“Dit is iets voor jou”, zei ze, “jij had toch altijd honden?” Inderdaad heb ik in de zeventiger jaren herdershonden gefokt. Boer Wentink aan de Oosterweg kende mensen die een Duitse herder kwijt wilden. Wentink vroeg of wij haar wilde hebben. Na enige aarzeling namen wij de schuwe hond. Hij bleek een stamboom te hebben. Het was zo’n lief dier en daarmee ben ik gaan fokken. Ik kreeg wel controle en de controleur vroeg me verbaasd of ik kynologie had gestudeerd, omdat ik zoveel wíst. Ik dacht gewoon logisch na: als iets hard groeit is er iets extra’s nodig.

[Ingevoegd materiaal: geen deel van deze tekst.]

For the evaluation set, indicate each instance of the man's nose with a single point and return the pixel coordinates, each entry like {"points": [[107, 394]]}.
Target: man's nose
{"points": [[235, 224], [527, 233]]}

Gewoonlijk omvatte een nestje zes tot acht hondjes. Maar één keer waren het er twaalf. Te veel voor moederhond. Vaak zitten er dan zwakkelingen bij, maar dit waren mooie gezonde hondjes, zo schattig! Toch moesten er een paar weg. Toen de dierenarts de volgende dag kwam lagen de hondjes beurtelings lekker warm onder een kuikenlamp en bij de moeder. Dat had ik zo bedacht. Kuikens overleefden het toch ook! Elke dag haalden we een emmer melk bij Wentink’s boerderij. Kregen ze bijvoeding, een bordje brinta met extra’s. De krant kwam een foto maken want dit was voor tóen, uniek. Met mooi weer liet ik de puppies buiten, had dan letterlijk mijn handen vol! Een leuke tijd!
Door mijn interesse werd ik erkend en zo kregen we in 1969 een driesterren kennel aan de Marquettelaan genaamd De Zwanemaer.